Sent from my SAMSUNG-SM-G920A using Weber Kettle Club mobile app (http://r.tapatalk.com/byo?rid=91018)
-
Looks great Mac!
Sent from my iPhone using Tapatalk
-
That looks amazing! Great cook!
-
Never thought to try this but I will now - looks great
-
You had me. I figured you were doing PSB till you pulled out early and sliced. That slicer is a handy thing as is sliced meat for sammiches.
-
Looks good from here. Thanks posting this.
-
Grate cookup Mark !!!!
I thought of this as I was standing in front of a 22 pound clod roast in the store yesterday......almost pulled the trigger!!!
-
Grate cookup Mark !!!!
I thought of this as I was standing in front of a 22 pound clod roast in the store yesterday......almost pulled the trigger!!!

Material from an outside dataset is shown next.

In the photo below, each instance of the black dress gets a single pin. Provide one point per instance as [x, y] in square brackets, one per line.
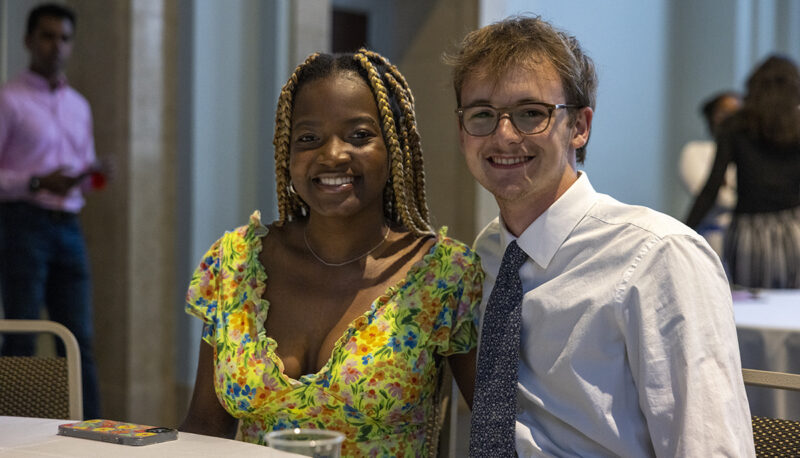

You must of been at Smart and Final. That's the only place I've seen Clod.
-
Grate cookup Mark !!!!
I thought of this as I was standing in front of a 22 pound clod roast in the store yesterday......almost pulled the trigger!!!

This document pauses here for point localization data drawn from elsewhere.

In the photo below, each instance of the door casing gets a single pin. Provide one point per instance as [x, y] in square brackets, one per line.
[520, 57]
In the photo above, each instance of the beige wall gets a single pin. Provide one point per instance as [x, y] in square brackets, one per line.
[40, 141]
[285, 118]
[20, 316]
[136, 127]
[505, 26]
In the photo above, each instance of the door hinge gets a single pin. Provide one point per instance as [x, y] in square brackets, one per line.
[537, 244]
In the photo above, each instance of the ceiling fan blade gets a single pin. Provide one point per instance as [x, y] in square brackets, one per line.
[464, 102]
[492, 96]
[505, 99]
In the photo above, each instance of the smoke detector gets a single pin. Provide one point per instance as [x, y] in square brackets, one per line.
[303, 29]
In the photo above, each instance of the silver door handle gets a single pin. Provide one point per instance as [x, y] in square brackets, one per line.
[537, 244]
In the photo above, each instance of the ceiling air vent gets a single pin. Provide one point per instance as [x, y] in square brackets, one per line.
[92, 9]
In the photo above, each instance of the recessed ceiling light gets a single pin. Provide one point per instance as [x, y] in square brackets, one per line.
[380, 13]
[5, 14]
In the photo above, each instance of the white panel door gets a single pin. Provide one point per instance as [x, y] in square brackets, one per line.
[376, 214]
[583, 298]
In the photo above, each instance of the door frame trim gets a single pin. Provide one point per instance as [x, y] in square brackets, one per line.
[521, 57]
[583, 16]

You must of been at Smart and Final. That's the only place I've seen Clod.
@fedex
Yep.....that was minutes prior to when I saw several dozen racks of babys priced @ 1.49 /lb......came home w/ a bunch of those & went back the next day & got more!!!!
-
Wow - your documentation is top-shelf!
Is Sirloin Tip what we used to call 'flap meat'?